El desajuste entre el reloj biológico y la vida cotidiana
Los autores del estudio afirman que los resultados demuestran que un enfoque único para el tiempo de ejercicio no es lo ideal.
Se ha relacionado la falta de sincronización entre el reloj biológico y la vida diaria con un mayor riesgo de enfermedades cardíacas.
Según ellos, las personas que se acuestan tarde corren mayor riesgo de padecer esto, por lo que no deberían obligarse a hacer ejercicio temprano por la mañana.
Algunos gimnasios ahora están abiertos las 24 horas del día.
Hugh Hanley, entrenador personal en un gimnasio, dijo que las tardes de los lunes y los martes suelen ser las más concurridas, pero según él, cada vez más personas establecen horarios de entrenamiento a lo largo del día.
"Algo que hemos notado en los últimos años es que la gente está dando más prioridad a su salud y es más flexible con sus horarios", dijo.
Hanley ha afirmado que la clave para mantenerse en forma es la constancia: crear el hábito de moverse e incorporarlo al estilo de vida.

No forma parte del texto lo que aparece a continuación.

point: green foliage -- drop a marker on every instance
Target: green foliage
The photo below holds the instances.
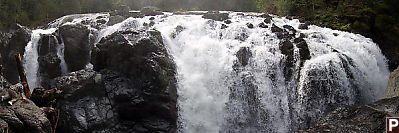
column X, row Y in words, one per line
column 38, row 12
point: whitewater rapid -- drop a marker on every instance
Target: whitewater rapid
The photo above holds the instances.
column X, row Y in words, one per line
column 217, row 95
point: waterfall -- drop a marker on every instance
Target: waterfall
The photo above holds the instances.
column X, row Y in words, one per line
column 241, row 78
column 218, row 94
column 30, row 62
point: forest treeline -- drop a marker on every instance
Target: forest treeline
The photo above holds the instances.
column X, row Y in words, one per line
column 37, row 12
column 377, row 19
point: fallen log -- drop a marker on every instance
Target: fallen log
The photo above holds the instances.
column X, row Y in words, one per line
column 22, row 75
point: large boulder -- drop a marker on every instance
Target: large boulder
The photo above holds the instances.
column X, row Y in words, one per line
column 133, row 87
column 393, row 86
column 355, row 118
column 77, row 46
column 20, row 115
column 10, row 42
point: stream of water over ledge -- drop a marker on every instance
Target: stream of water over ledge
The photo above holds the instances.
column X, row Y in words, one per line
column 248, row 75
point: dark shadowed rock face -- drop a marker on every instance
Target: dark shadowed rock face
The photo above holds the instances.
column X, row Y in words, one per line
column 366, row 118
column 11, row 42
column 77, row 46
column 243, row 56
column 133, row 87
column 22, row 116
column 49, row 62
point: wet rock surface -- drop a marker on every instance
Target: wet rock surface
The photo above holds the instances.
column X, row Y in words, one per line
column 393, row 86
column 150, row 11
column 216, row 16
column 13, row 41
column 49, row 61
column 77, row 46
column 21, row 115
column 133, row 87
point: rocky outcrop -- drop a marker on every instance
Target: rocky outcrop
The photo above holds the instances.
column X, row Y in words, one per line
column 13, row 41
column 21, row 115
column 366, row 118
column 133, row 87
column 77, row 47
column 150, row 11
column 393, row 86
column 215, row 15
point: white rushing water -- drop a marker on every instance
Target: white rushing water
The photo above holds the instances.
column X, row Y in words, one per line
column 217, row 93
column 31, row 64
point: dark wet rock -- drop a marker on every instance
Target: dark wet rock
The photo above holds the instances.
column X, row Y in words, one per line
column 49, row 62
column 115, row 19
column 48, row 44
column 3, row 82
column 77, row 46
column 216, row 16
column 290, row 28
column 21, row 115
column 224, row 26
column 284, row 35
column 335, row 34
column 263, row 25
column 227, row 21
column 133, row 88
column 304, row 26
column 178, row 29
column 243, row 56
column 393, row 86
column 10, row 42
column 355, row 118
column 150, row 11
column 301, row 36
column 287, row 49
column 242, row 36
column 122, row 10
column 249, row 25
column 152, row 23
column 276, row 29
column 101, row 21
column 45, row 98
column 304, row 52
column 49, row 68
column 268, row 18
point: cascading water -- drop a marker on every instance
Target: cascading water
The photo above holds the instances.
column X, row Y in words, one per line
column 31, row 64
column 241, row 78
column 220, row 93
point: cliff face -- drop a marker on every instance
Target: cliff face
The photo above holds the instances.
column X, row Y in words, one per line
column 393, row 86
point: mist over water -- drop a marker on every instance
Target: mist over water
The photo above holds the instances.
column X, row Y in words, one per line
column 217, row 92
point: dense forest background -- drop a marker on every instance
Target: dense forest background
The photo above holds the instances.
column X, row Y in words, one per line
column 378, row 19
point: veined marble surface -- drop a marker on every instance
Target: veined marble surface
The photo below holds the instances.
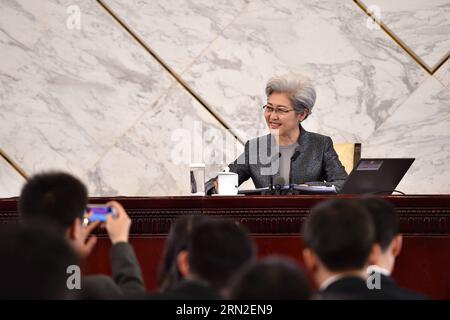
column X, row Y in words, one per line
column 178, row 30
column 423, row 25
column 361, row 75
column 66, row 94
column 420, row 129
column 153, row 158
column 10, row 181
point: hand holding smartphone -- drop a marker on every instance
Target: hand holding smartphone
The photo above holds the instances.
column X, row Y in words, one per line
column 98, row 212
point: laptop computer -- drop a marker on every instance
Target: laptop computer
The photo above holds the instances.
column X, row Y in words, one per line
column 379, row 176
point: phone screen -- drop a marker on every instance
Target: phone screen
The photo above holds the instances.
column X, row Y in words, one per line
column 97, row 213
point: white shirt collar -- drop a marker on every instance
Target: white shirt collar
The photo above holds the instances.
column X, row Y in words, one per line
column 377, row 269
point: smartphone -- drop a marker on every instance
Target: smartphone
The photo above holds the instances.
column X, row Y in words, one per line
column 97, row 212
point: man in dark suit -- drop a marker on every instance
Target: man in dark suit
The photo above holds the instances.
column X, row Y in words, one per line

"Hacerlo con regularidad es mejor que uno o dos esfuerzos intensos. A menudo vemos que la gente se fija metas muy ambiciosas al principio. Nosotros preferimos dividirlas en metas pequeñas y alcanzables", afirmó.
Según la evidencia científica, es beneficioso combinar diferentes tipos de ejercicio.
El Sistema Nacional de Salud (NHS) del Reino Unido recomienda realizar actividades de fortalecimiento muscular al menos dos veces por semana y al menos 75 minutos de ejercicio cardiovascular intenso.